Asense of crisis has enveloped the Lotus Formula One team. If it isn't one of motorsport's biggest-ever financial losses – £56.8m, post-tax, in 2012 – then it's losing two finance directors, Phil Thompson and Nigel Newton, in the space a couple of months.
Life in the pit lane isn't much rosier. Top driver Kimi Raikkonen has caused a stir by suggesting that someone should punch McLaren rival Sergio Perez "in the face", while the flying Finn's colleague, Romain Grosjean, languishes in ninth place in the World Championship standings.
There was also confusion over whether or not property magnate Andrew Ruhan had purchased a stake in the Oxfordshire team. Denied shortly after he joined the board earlier this year, it then turned out Ruhan had taken 2 per cent for about £1m.
Ruhan hit the headlines recently as he is being sued for up to £250m by former business associates who claim that he should have given them a share of the sale of three Thistle hotels. He is fighting the allegations and the case is due to go to court next year.
But The Independent on Sunday understands that Lotus F1 owner Genii Capital is close to a major financial announcement, thought to be the sale of a huge chunk of the team. Three parties are looking at taking a large minority stake.
The situation is clouded by the team's links to the Lotus Group, which has a complicated ownership structure and seemingly ever-changing ties to the F1 team.

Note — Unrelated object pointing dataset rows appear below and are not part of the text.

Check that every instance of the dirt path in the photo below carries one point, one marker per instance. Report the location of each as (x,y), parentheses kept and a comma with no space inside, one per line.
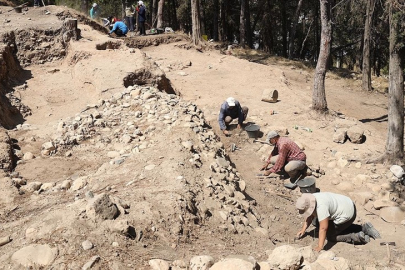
(60,90)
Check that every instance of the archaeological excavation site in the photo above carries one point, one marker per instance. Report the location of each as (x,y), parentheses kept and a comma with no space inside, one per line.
(111,155)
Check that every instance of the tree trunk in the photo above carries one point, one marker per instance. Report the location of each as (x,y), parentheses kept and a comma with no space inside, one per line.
(284,28)
(216,11)
(201,14)
(318,96)
(160,14)
(224,22)
(175,25)
(154,12)
(293,30)
(195,18)
(394,148)
(366,68)
(242,23)
(85,6)
(249,33)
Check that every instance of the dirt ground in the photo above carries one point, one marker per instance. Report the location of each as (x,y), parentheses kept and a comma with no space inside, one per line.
(61,89)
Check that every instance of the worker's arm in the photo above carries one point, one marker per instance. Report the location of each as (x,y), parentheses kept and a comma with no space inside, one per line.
(282,156)
(305,226)
(114,28)
(221,118)
(323,228)
(240,116)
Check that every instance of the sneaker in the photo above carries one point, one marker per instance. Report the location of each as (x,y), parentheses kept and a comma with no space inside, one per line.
(364,238)
(368,229)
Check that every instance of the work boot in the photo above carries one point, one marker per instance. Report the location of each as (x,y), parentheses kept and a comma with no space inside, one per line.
(369,229)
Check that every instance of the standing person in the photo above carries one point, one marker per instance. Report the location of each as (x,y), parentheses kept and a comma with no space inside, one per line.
(95,11)
(141,18)
(129,17)
(336,214)
(286,155)
(231,109)
(119,28)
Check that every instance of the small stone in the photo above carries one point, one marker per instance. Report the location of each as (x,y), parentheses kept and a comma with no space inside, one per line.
(86,245)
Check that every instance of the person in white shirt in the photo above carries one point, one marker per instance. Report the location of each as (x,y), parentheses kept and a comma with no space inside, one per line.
(336,214)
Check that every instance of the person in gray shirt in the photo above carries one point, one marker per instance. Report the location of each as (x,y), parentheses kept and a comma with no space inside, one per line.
(336,214)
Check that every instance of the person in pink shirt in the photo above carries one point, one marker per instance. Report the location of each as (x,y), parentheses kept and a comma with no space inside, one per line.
(286,156)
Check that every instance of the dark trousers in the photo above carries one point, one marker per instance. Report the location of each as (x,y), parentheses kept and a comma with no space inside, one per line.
(119,33)
(141,27)
(336,230)
(130,23)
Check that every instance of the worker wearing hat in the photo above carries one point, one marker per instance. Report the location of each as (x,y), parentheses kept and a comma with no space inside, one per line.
(335,214)
(286,156)
(95,11)
(231,109)
(141,18)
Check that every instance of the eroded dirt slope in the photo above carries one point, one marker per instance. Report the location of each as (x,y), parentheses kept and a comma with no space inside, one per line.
(106,125)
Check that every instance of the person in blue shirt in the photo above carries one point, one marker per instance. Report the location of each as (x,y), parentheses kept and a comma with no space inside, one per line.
(231,109)
(119,28)
(95,11)
(141,18)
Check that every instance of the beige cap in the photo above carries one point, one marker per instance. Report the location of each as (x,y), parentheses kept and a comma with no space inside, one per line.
(306,204)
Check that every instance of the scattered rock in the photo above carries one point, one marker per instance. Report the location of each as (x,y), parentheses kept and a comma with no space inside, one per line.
(285,257)
(355,134)
(35,255)
(101,207)
(392,214)
(201,262)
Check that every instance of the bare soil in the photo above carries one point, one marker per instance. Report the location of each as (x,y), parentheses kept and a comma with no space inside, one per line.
(96,67)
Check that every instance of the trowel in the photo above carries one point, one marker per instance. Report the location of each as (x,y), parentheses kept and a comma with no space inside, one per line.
(292,185)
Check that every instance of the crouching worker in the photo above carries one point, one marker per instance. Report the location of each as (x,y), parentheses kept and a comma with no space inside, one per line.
(286,156)
(119,28)
(336,214)
(231,109)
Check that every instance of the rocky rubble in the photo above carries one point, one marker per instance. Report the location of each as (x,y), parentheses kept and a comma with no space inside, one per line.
(132,118)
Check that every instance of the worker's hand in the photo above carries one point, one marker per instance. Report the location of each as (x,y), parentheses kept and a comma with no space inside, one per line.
(317,249)
(300,234)
(264,166)
(269,173)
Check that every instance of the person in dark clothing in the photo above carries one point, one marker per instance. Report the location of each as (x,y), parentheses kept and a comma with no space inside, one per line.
(119,28)
(129,17)
(141,18)
(231,109)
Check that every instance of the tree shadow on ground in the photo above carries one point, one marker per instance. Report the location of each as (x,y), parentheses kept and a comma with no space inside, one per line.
(383,118)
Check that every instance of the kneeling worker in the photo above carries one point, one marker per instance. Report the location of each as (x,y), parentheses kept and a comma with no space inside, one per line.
(119,28)
(231,109)
(336,214)
(286,155)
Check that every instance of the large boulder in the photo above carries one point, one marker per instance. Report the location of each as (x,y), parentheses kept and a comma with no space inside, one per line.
(234,264)
(101,207)
(6,151)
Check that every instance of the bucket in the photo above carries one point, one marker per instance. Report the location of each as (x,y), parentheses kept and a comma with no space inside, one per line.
(307,185)
(252,130)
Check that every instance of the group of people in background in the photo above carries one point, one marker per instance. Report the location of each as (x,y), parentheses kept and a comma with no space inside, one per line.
(119,27)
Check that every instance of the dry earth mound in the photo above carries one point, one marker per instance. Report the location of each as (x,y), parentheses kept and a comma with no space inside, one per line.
(112,158)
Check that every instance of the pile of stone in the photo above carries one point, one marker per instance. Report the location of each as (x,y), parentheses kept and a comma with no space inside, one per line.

Although Lotus F1 carries the luxury car manufacturer's brand, the group does not currently have a stake in the team.
Until last year Lotus sponsored the team and its own owner, Malaysian automobile manufacturer Proton, had the option to take a 50 per cent stake from Genii. However, this option was removed in 2012 when Proton ended the sponsorship deal and instead loaned the team an estimated £35m. This came around the time that Proton itself changed hands and control switched to conglomerate DRB-Hicom.
A Formula One source says that a fresh investor could benefit should Lotus complete a strong season this year.
He argues: "I suppose it's not that surprising given that they've already sold a couple of per cent to Ruhan.
"Lotus finished fourth in the constructors' championship last year and the payment for that is good, and [Raikkonen] is doing pretty well at the moment."
What is for sure is that news of a cash injection would be welcome for a team that has had its financial problems in recent years.
Even forgetting last year's travails, the 2010 post-tax loss was £34.2m and a year later the team was still £20.8m in the red.
Loses or not, F1 is still glamorous enough to grab the big money.